HOWARD — The majority of Howard residents are unaware of an artfully alternative magazine being published in their town by Christoph Meyer, who lives with his family in the renovated 1873 mill in downtown Howard.
Actually, it’s not a magazine. Or maybe it’s a non-traditional magazine. The fact is, it can’t be neatly explained or categorized, and so, as with other publications of its kind, it has its own name: It is a zine.
Zines, also called fanzines, are self-published, handmade, non-commercial, come in various unmagazine-like sizes and, perhaps most important, are works of art.
Meyer’s zine is called “28 Pages Lovingly Bound with Twine,” also known as 28PLBwT. He has printed it on various paper stock and in various sizes since the first edition in 2002. He creates the art, types the text, letters headlines and titles by hand, sticks on stickers, hand-colors and stamps certain pages and collates every page. He uses a paper drill that sits in the basement of the old mill to make holes, and then he ... well, lovingly binds the pages with twine.
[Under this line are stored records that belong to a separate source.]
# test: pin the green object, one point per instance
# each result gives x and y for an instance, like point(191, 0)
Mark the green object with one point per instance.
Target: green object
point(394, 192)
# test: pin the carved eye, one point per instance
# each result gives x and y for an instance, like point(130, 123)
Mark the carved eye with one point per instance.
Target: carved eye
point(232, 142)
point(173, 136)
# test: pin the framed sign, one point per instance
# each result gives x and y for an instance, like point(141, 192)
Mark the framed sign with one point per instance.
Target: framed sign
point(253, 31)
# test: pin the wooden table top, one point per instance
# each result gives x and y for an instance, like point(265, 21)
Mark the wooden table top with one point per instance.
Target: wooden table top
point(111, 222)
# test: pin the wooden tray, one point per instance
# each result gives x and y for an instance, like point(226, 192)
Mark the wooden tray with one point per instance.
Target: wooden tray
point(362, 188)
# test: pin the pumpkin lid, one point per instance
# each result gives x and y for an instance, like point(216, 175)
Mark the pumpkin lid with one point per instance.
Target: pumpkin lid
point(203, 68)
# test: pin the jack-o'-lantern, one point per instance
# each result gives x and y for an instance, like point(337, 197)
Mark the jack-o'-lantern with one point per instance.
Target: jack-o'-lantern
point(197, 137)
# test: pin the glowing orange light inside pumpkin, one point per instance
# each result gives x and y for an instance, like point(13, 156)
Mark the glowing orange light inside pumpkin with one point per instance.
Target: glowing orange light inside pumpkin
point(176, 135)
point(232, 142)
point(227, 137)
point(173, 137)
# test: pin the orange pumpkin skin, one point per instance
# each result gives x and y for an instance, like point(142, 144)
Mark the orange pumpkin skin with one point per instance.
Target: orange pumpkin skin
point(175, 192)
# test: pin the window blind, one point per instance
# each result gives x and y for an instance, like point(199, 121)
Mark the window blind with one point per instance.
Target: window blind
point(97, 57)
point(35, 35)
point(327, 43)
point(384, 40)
The zine doesn’t contain much in the way of fiction.
“I write what would be memoir,” he explained, “real life. This [zine] started as amusement and it barreled out of control.”
Issue No. 13, the latest, has freewheeling stories called “A Drink: An Overheard Conversation,” “One of Them New-Fangled Hi-Breads” about the Meyers’ Toyota Prius and “The Most Romantic Wedding in Human History” about their wedding.
With that issue, Meyer has tied 29,566 knots, although not all with his favorite triple-ply jute twine. Issue No. 9, his Dental Issue, was bound with dental floss, and Issue No. 11 was bound with black-dyed hemp twine.
He prints 2,458 copies of each issue and notes with pen on each one the number of that copy. Recently, his zine won the General Excellence Award in “Utne” magazine’s 18th annual Independent Press Awards competition and received a write-up in the January-February issue of “Utne.”
Meyer also creates and binds what he calls minicomics, some with his son, 5-year-old Herbie. One, “Molly the Popsicle,” is the darkly charming tale of an unfortunate orange popsicle in what, Meyer wrote on the first page, is “An existential tale about the absurdity of modern life.” Herbie made up the story and Meyer turned it into a minicomic, complete with a popsicle stick glued to the orange cover.
A tiny publication, “The Scrap Paper Review, a.k.a. 28 Wee Pages Heartlessly Bound With Staples,” details the stories his dentist wife, Lisa Moster, D.D.S., tells him about her day when she comes home from work.
Another publication, “The Heart Star,” bound in pink cardstock (and staples), is a strange, macabre, yet somehow touching tale of a restless ghost in the ancient land of Gohio. It was inspired when Meyer received a heart-shaped hole punch and, indeed, many pages bear heart-shaped holes. “The Heart Star” has been more popular than he expected.
“I’ve gotten mail from all over the world about it,” he said, seeming a bit puzzled.
Meyer said being a publisher and writer for other zines helped hone his writing skills.
“It teaches you how to write,” he said. “I started to pay more and more attention to it, and then I started getting accepted in other zines.”
He’s sure that no one locally reads his 28PLBwT, and so he goes to shows in Portland, Chicago, Philadelphia, Minneapolis and other, larger venues where zines are more popular and where his publication is being noticed and read.
“Within the small zine world, I would be known,” he said modestly.
Also a self-taught artist and poet, Meyer creates silk screen prints and linoleum prints that make their way into 28PLBwT and other publications.
His current work in progress is, “What I Did on My Summer Vacation,” which will be about just that.
Meyer arises early — “Early to bed, early to rise,” he quoted — to do his best work in the morning hours.
“I like starting off the day, 3 to 7 a.m. I can sit and write, sit and make things. People think this work is monotonous, but it’s not.”
He isn’t a fan of high technology and the family has no television, although he doesn’t qualify as a Luddite ... he does have a computer, used for word processing only. He doesn’t have e-mail or Internet access, although he does have a Web site at www.twineman.com that he can’t be contacted through. His sister-in-law maintains the Web site.
“I don’t have any connection to it,” he said. “That way, I get the best of both worlds.”
In Issue No. 13 of 28PLBwT, Meyer invited his readers: “Write me a letter. Real mail only. E-mail is just a passing fad so I don’t waste my time with it.”
“I’m a bit of an outsider,” he said. “When we first moved here, people would ask me what I did at Kenyon. I didn’t even know what Kenyon was. We’re different. But I like the county that way.”
Moster is a Cleveland-area native, Meyer is from Houston and they lived for a time in Columbus.
“But I’m done with that now. I like visiting those hip, trendy places, but I like living in the country,” he said.